Angesichts der weltweit drohenden Energieverknappung im Laufe dieses Jahrhunderts kommt der Erforschung neuer Energiequellen eine besondere Bedeutung zu. Eine solche Energiequelle ist die Kernfusion, bei der Energie nach dem Vorbild der Sonne erzeugt wird. Bei der Fusion verschmelzen Wasserstoffkerne unter Freisetzung sehr großer Energiemengen - die Brennstoffe sind zudem praktisch unerschöpflich. Die internationale Fusionsforschung hat mit ihren Experimentieranlagen bewiesen, dass sie die physikalischen Prinzipien zur Zündung des Fusionsfeuers kennt. Nun müssen die Forscher zeigen, dass ein wirtschaftlicher Dauerbetrieb im Kraftwerksmaßstab möglich ist. Ein wichtiger Schritt in diese Richtung ist der nun in weltweiter Kooperation geplante Bau des 500 Megawatt Experimentalreaktors ITER (lat. "der Weg").

Ob die Forscher den Dauerbetrieb realisieren können, hängt besonders davon ab, ob sie die Belastung der Wände beherrschen. Nur so können sie eine hinreichende Lebensdauer der Reaktorwände erzielen. Dabei spielen die Physik des viele Millionen Grad heißen Fusionsplasmas in der Nähe der Wände des Fusionsreaktors und die Wechselwirkung des Plasmas mit den Wänden eine entscheidende Rolle. Die Fusionsforscher aus dem Forschungszentrum Jülich haben sich nun mit Plasmaphysikern der Ruhr-Universität-Bochum und der Heinrich-Heine-Universität Düsseldorf zusammengeschlossen, um die Prozesse zwischen Wand und heißem Plasma eingehend zu untersuchen und damit auch zum Erfolg des Projekts ITER beizutragen. Dabei werden die einzigartigen experimentellen Möglichkeiten in Jülich zur Untersuchung von Hochtemperaturplasmen mit dem speziellen Know-how der beiden Universitäten in derAtomphysik, der Plasma-Oberflächen-Wechselwirkung, bei Laserplasmen, in der Plasmadiagnostik und bei modernen Rechenverfahren zu einem gemeinsamen Forschungsprogramm verknüpft. Diese besonders enge Zusammenarbeit von Forschergruppen mit unterschiedlichen Kompetenzen innerhalb eines Virtuellen Instituts wird durch die Helmholtz-Gemeinschaft besonders gefördert.

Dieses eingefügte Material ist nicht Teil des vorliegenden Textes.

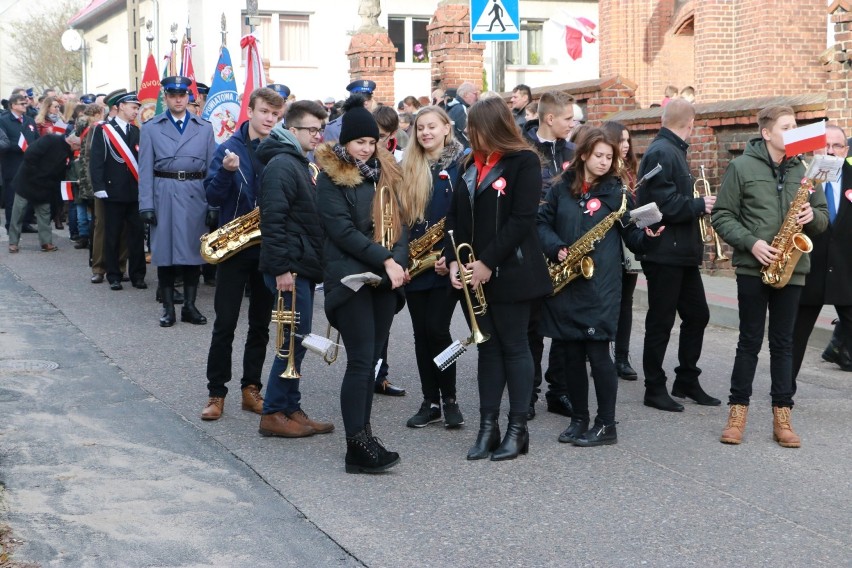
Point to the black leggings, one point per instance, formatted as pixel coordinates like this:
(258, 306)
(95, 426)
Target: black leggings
(167, 274)
(603, 372)
(431, 313)
(364, 323)
(505, 359)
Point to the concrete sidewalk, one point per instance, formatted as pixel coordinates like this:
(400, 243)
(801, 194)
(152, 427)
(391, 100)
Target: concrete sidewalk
(105, 461)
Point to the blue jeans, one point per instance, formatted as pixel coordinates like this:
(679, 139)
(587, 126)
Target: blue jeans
(282, 395)
(84, 220)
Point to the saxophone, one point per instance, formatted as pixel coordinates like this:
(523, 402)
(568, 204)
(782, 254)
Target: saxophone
(421, 256)
(578, 262)
(232, 237)
(790, 240)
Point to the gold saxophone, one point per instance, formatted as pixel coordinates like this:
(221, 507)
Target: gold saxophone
(578, 262)
(790, 241)
(421, 253)
(239, 234)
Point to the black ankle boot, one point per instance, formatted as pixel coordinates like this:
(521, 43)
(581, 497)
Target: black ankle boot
(363, 455)
(488, 438)
(598, 435)
(168, 318)
(574, 430)
(694, 392)
(189, 312)
(516, 441)
(624, 370)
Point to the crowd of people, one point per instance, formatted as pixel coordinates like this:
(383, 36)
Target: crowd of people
(462, 198)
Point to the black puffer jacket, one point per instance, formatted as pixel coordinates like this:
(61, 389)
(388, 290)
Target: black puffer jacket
(585, 309)
(346, 201)
(289, 221)
(672, 190)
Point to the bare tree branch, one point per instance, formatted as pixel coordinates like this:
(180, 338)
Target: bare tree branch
(40, 56)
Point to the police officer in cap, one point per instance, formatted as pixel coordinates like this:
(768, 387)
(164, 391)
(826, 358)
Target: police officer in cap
(175, 149)
(363, 87)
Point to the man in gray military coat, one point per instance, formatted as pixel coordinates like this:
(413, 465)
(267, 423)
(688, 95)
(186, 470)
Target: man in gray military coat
(175, 148)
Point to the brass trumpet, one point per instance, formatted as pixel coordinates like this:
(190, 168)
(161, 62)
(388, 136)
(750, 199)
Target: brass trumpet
(284, 318)
(481, 306)
(386, 205)
(708, 235)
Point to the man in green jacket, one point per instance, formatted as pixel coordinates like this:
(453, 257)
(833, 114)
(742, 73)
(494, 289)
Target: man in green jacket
(752, 204)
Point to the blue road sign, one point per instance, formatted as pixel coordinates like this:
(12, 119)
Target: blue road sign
(494, 20)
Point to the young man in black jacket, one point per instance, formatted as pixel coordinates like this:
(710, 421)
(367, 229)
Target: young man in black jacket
(672, 269)
(232, 187)
(291, 255)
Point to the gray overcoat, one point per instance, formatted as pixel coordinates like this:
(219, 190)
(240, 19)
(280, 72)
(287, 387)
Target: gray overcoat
(180, 206)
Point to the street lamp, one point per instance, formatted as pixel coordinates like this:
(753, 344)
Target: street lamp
(73, 41)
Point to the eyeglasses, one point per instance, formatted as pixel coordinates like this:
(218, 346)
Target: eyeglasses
(312, 130)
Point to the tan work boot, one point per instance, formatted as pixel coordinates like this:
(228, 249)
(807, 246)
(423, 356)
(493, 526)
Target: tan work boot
(319, 427)
(734, 430)
(252, 399)
(782, 430)
(214, 409)
(277, 424)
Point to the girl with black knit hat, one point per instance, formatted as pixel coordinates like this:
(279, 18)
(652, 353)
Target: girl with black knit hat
(354, 172)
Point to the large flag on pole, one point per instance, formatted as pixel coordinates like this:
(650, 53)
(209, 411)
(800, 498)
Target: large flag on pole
(255, 78)
(186, 68)
(149, 90)
(222, 107)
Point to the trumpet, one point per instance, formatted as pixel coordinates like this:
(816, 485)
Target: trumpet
(708, 235)
(449, 355)
(386, 205)
(284, 318)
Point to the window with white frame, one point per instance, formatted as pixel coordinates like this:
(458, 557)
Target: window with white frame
(408, 34)
(283, 37)
(528, 50)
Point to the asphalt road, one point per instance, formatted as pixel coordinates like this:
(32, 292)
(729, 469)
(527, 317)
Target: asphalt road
(105, 461)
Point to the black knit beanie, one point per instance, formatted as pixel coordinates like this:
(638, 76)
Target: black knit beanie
(358, 122)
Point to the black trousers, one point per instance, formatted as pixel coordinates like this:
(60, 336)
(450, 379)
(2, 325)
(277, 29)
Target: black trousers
(117, 215)
(364, 323)
(625, 316)
(754, 297)
(673, 290)
(231, 278)
(190, 273)
(555, 373)
(505, 359)
(431, 313)
(603, 372)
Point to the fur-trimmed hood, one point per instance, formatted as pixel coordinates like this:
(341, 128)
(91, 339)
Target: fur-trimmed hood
(343, 173)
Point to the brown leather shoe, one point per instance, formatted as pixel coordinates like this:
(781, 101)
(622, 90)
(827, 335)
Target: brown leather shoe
(319, 427)
(277, 424)
(252, 399)
(214, 409)
(734, 430)
(782, 430)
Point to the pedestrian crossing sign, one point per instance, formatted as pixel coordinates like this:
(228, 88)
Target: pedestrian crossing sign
(494, 20)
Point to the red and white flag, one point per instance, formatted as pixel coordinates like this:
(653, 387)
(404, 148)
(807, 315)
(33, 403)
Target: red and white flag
(804, 139)
(66, 188)
(577, 30)
(255, 77)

Das neue Virtuelle Institut kommt gerade rechtzeitig, denn die Forschungsminister der Mitgliedsstaaten der Europäischen Union haben auf ihrer Sitzung am 26. November 2004 in Brüssel der Europäischen Kommission das Mandat erteilt, die Verhandlungen mit den Partnern (Japan, Russland, China, USA, Korea) über den gemeinsamen Bau von ITER in Cadarache, Südfrankreich, nun zügig zu beenden, auch wenn vielleicht am Ende nicht alle mitmachen. Obwohl Japan zur Zeit noch immer einen Standort im eigenen Land für ITER favorisiert, hoffen die Europäer die Japaner letztendlich doch vom europäischen Standort zu überzeugen. Die EU will mit dem neuen Verhandlungsmandat ihre Führungsrolle in der Erforschung der kontrollierten Kernfusion festigen und weiter ausbauen. Genau dazu will auch die neue Kooperation zwischen Jülich, Bochum und Düsseldorf auf einem wichtigen Teilgebiet beitragen.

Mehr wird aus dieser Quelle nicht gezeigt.